In a Joyful Anniversary Show, Grouplove Reminds Us That We Still Can’t Trust a Happy Song
LOS ANGELES, CA- Grouplove cranked their amps a little higher on Friday at the Hollywood Palladium, bringing their best for a joyous show celebrating the 10th anniversary of their debut album, Never Trust a Happy Song.
The indie-rock record, which has sold more than half a million copies, features the singles “Tongue Tied,” “Itchin’ on a Photograph,” “Lovely Cup” and “Colours” — the hit that has closed nearly every Grouplove concert. Playing the whole album sequentially for this occasion, though, threw their setlist for a loop.
“This is the first show of our entire career where we didn’t end with ‘Colours’ because we played it fourth,” vocalist Hannah Hooper said from a stage adorned with her artwork — giant teeth that each held a letter of the band’s name.
“Colours” retained its show-ending vigour, though. Coincidentally, the album’s four singles all come first in the original track listing and hearing them all stacked at the front of the show ignited a devoted audience. They roared choruses back at the band all night, soaking in the nostalgia and matching the sky-high energy on stage that’s trademark Grouplove.
“This is fun. Who’d have thought this would be fun?” Hooper said with a laugh. “Just 18 months without this. This feels so good — damn. Damn!”

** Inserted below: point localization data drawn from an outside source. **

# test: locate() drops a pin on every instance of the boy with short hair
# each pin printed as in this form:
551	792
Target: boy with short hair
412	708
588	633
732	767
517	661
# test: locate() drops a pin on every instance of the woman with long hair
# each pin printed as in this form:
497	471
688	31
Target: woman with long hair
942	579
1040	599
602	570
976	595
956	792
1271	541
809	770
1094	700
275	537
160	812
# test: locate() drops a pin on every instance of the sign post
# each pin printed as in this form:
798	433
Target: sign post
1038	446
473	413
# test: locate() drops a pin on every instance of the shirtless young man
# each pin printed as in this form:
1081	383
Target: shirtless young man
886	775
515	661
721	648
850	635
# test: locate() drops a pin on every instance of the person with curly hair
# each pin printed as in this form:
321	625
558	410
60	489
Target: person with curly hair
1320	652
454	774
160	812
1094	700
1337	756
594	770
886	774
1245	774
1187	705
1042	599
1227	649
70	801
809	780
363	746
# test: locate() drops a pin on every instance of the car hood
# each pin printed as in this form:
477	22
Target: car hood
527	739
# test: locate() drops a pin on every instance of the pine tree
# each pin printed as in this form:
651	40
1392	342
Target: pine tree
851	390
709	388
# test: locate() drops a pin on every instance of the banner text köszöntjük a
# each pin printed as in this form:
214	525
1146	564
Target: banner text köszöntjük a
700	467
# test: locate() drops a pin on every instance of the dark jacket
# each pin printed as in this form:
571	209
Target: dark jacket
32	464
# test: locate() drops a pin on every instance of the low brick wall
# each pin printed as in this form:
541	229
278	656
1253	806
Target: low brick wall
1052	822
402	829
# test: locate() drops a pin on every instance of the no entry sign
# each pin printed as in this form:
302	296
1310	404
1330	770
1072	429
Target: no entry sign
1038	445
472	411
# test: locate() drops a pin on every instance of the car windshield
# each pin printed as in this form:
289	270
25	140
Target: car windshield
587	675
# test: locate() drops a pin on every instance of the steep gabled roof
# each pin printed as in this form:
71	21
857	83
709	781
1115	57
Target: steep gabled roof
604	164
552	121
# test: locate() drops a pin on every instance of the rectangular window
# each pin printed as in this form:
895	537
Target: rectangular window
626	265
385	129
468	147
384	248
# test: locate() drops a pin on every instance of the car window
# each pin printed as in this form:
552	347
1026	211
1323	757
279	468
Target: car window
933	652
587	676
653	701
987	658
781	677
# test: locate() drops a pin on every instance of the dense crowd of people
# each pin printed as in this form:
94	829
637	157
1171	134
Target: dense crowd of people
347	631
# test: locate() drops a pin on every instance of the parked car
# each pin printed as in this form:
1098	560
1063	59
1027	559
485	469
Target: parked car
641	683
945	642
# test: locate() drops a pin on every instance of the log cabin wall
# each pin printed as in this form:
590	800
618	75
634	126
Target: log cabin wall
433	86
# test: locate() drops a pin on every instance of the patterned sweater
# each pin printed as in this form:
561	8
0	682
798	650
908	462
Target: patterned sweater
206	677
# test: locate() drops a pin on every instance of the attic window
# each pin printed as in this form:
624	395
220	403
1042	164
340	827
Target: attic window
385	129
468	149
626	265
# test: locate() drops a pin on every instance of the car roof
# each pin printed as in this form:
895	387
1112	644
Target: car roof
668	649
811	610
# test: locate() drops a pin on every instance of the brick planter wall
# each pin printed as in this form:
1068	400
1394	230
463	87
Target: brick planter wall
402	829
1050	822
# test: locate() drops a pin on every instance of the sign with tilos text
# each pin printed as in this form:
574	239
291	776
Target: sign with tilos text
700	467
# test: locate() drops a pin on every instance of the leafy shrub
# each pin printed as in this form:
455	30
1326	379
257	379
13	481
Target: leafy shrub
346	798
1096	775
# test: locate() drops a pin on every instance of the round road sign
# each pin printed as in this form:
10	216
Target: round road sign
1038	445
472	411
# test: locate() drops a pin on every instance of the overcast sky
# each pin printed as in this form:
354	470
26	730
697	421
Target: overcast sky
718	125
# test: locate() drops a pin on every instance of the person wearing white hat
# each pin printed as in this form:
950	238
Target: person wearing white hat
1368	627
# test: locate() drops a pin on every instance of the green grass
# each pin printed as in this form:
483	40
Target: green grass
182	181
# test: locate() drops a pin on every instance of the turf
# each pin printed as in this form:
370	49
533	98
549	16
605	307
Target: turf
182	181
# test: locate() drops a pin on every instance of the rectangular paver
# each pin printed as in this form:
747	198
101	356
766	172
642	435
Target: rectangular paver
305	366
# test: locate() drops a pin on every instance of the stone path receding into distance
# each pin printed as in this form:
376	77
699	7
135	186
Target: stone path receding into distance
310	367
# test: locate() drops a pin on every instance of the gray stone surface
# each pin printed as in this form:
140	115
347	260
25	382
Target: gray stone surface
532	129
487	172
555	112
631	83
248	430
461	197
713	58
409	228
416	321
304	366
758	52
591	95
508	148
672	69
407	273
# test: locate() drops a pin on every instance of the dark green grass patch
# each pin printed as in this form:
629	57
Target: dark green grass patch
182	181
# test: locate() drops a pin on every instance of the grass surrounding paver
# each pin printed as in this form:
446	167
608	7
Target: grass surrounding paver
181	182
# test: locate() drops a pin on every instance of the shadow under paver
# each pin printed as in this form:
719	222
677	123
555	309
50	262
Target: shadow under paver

Hearing them perform early cuts that it has since trimmed from its set was a reminder of how inviting that first album is, top to bottom: strong hooks, melodies and harmonies, all delivered in a vibrant, effusive package. Even slower tracks like “Cruel and Beautiful World” soar, and the band’s chemistry is clear.
Grouplove has always known what’s in a name: The band was formed out of immediate friendship. Hooper met guitarist and vocalist Christian Zucconi — who’d later become her husband — in New York City, and she invited him to an artist residency in Greece that she’d be attending later that week. There, they became fast friends with Ryan Rabin, Andrew Wessen and Sean Gadd, who’d become the band’s drummer, guitarist and bassist, respectively.
After Gadd and Rabin left the band, bassist Daniel Gleason and drummer Homola joined. To the crowd’s delight, Rabin and Gadd returned for the second half of the album, where Gadd takes lead vocals on “Chloe.” He pointed out that this was the only time in history where every member of Grouplove, past and present, was on stage together. Friends and parents filled the crowd for the anniversary, too.
“We’ll never forget this — ever,” Zucconi said. “Thank you for making this one of the best fucking shows of our whole career.”
After wrapping Never Trust a Happy Song, the band returned to the stage for a second set spanning the four albums in their post-2011 catalogue, plus an encore. “Ways to Go” was followed by show-closer “Just What You Want,” a collaboration from their most recent album, This is This, with Surfbort’s Dani Miller, who joined them on stage.
Rounding out the night at 22 songs, it seemed like the band and the crowd could go for another hour. There was a T-shirt cannon, a raffle for Hooper’s artwork and a decade of affection for a band that leaves everything on stage — for each other as much as they do for their audience.